Mais la région est aussi au cœur de la rivalité économique sino-étasunienne. On a vu que la Chine utilisait, classiquement, la « politique du portefeuille » pour parvenir à renforcer son influence. Elle est ainsi le premier créancier des Tonga, qui doivent l’équivalent de 25 % de leur PIB à Pékin. Pris à la gorge, l’archipel a demandé une restructuration que la Chine lui a refusée, resserrant ainsi sa prise. En réponse, l’Australie a envoyé de l’aide humanitaire au pays pour tenter de regagner de l’influence dans la région.

Mais, surtout, il y a les ressources. Pour la Chine, le contrôle des mines est un élément essentiel de sa stratégie économique. C’est notamment le cas pour le nickel, dont la région est riche. La Nouvelle-Calédonie en est ainsi le quatrième producteur mondial, avec 5,8 % du total.

Plus à l’ouest, en Indonésie, le premier producteur du monde avec 48,6 % du total, la Chine a acquis le contrôle de ce minerai. Le gouvernement de Jakarta avait interdit l’exportation de minerai de nickel, mais les investisseurs chinois ont contourné l’interdiction en le traitant sur place.

Le nickel est un minerai clé pour les industries « vertes » que la Chine entend dominer, notamment celles des batteries pour véhicules électriques. Pékin s’efforce de construire un contrôle le plus large possible de la chaîne de production sur ces matériels qui sont au cœur de sa stratégie de montée en gamme industrielle.

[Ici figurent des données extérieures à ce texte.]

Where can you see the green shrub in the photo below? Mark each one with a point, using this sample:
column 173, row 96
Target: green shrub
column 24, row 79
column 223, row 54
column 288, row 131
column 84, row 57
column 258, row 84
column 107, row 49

À l’ouest des Salomon, l’île de Bougainville, qui est encore une partie de la Papouasie-Nouvelle Guinée, abrite la mine géante de Panguma, riche en or, en cuivre et en argent. Pendant des années, un mouvement indépendantiste armé s’est développé pour que l’extraction de cette mine profite aux habitants de l’île. Après un référendum en 2019, l’indépendance a été acceptée à Port Moresby, la capitale de la Papouasie-Nouvelle Guinée. Elle devrait intervenir en 2027, mais, d’ores et déjà, les États-Unis et la Chine se disputent le contrôle des ressources de Panguma.

Le contexte régional de la crise néo-calédonienne est donc profondément conflictuel et mouvant. L’irruption de la Chine fait l’objet à la fois d’un rejet et d’une attirance parmi les États régionaux et d’un mouvement de réaction défensif de la part du bloc occidental. Ce dernier a encore le dessus sur le plan politique et militaire, mais est clairement en recul sur le plan économique.